Johnson v. Wisconsin Elections Commission (WEC)
This case resulted in new legislative district maps for Wisconsin. The redistricting process often involves courts in Wisconsin (see our Redistricting 101 explainer), but this was the first time in over 50 years that the Wisconsin Supreme Court adopted new maps, instead of a federal court. When new census data was released, Law Forward filed federal redistricting litigation: BLOC v. Spindell. Right-wing groups asked the State Supreme Court to handle redistricting instead, and Law Forward filed a friend-of-the-court brief asking that redistricting litigation proceed in federal court. Our brief highlighted the complex federal issues at play including compliance with Section 2 of the Voting Rights Act.
Ultimately, the Wisconsin Supreme Court took the case, and Law Forward represented a group of nonprofit organizations and individual voters there, advocating for fair maps. The Court adopted a “least-change” approach to redistricting that ensured Wisconsin’s partisan gerrymander would be carried forward for another decade, over the objections of Law Forward, other groups, and citizen activists. In March, the Court briefly adopted maps proposed by Governor Evers, but right-wing litigants appealed to the U.S. Supreme Court. Despite the fact that Wisconsin was on the eve of
administering elections on the new districts, the U.S. Supreme Court send the state legislative maps back to the state court. The Wisconsin Supreme Court jettisoned the maps it had just adopted and imposed maps drawn by the State Legislature—deepening the partisan gerrymander even further.

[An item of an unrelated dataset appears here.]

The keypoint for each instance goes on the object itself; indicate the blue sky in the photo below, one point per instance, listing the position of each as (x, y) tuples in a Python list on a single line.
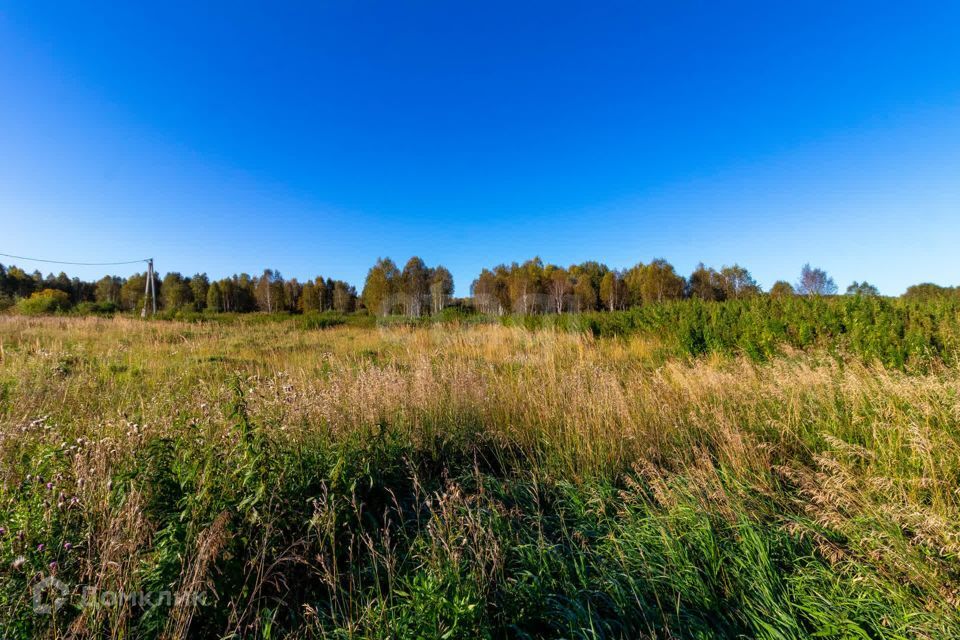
[(315, 137)]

Wisconsin’s 2022 elections for State Assembly and State Senate will be held based on those maps. But Law Forward won’t stop fighting until Wisconsinites have the fair maps they deserve, and all our voices have equal weight in our democracy.
September 7, 2021
January 19, 2022
The justices of the Wisconsin Supreme Court heard oral argument in the redistricting case, Johnson v. WEC. This is expected to be the final step before the Court rules, adopting new maps for the next decade of elections in Wisconsin. Law Forward’s Litigation Director, Doug Poland, argued on behalf of our clients and their proposed maps in court. Much of the day’s discussion focused on the Voting Rights Act and how Milwaukee’s districts should be drawn to avoid diluting the voting strength of Black voters. Law Forward’s proposed maps include 7 assembly districts where Black voters should have the opportunity to elect their candidate of choice. The Legislature’s proposal (passed and vetoed as SB621 before it was submitted to the Court) includes only 5 such districts, diluting the voice of Black voters in violation of the Voting Rights Act.

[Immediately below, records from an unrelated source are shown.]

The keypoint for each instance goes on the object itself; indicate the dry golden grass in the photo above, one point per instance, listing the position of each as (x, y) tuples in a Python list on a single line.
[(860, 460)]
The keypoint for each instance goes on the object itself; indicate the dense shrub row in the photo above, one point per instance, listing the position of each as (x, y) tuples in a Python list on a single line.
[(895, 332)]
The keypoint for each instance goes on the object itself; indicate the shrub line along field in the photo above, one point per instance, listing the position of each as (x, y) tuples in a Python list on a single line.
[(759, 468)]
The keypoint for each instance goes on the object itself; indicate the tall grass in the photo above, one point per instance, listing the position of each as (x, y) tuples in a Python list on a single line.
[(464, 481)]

Lawyers for eight of the nine parties to the case argued for a total of over 5 hours, fielding questions from all 7 justices. The Court could issue a ruling adopting new maps as soon as late January or early February.
With multiple redistricting lawsuits pending in federal court, the Wisconsin Institute for Law & Liberty (WILL) has asked the Wisconsin Supreme Court to instead take on redistricting disputes under its original jurisdiction: skipping the trial courts that normally take and weigh evidence. While Wisconsin’s redistricting ends up in court nearly every decade, federal courts (where judges have lifetime appointments instead of standing for election) have heard these cases for the past four decades. WILL previously asked the State Supreme Court to adopt a rule that would fast-track redistricting disputes, placing them directly before the high court and short-changing legal review. Despite that rules request being turned away by the Court in May, WILL has asked the Court to insert itself into politically-charged redistricting litigation this year.
March 3, 2022
In a 4-3 decision, the Wisconsin Supreme Court established new maps for Wisconsin’s electoral districts, adopting Gov. Evers’s proposed maps.

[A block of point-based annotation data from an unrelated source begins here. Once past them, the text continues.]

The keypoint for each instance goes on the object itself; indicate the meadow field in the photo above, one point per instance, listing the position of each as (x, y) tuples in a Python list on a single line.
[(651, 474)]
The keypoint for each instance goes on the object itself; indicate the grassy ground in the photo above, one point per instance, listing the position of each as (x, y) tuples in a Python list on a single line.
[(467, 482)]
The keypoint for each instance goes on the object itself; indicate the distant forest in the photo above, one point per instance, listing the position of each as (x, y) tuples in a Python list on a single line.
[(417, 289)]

Last November, the Wisconsin Supreme Court decided that new legislative districts must start with the past decade’s partisan gerrymander, and this “least-change” approach meant that the Governor’s proposed maps did much to improve representation for people across our state within the narrow confines as the Court defined.
During oral arguments, we presented strong evidence explaining the Voting Rights Act, which ended up being key to the Court’s decision.
The Court relied on our expert analysis to reflect demographic shifts in Milwaukee in these new maps. These 7 districts do a better job better job protecting the votes of Black communities in Milwaukee from being unfairly diluted than the old maps.
The court has spoken, and for the fall 2022 election, Wisconsin will have new maps – fairer ones than we’ve had in a decade.
April 15, 2022
In a stunning reversal of their previous decision, the Wisconsin Supreme Court allowed politicians to pick their voters. That’s not how it should work in our system.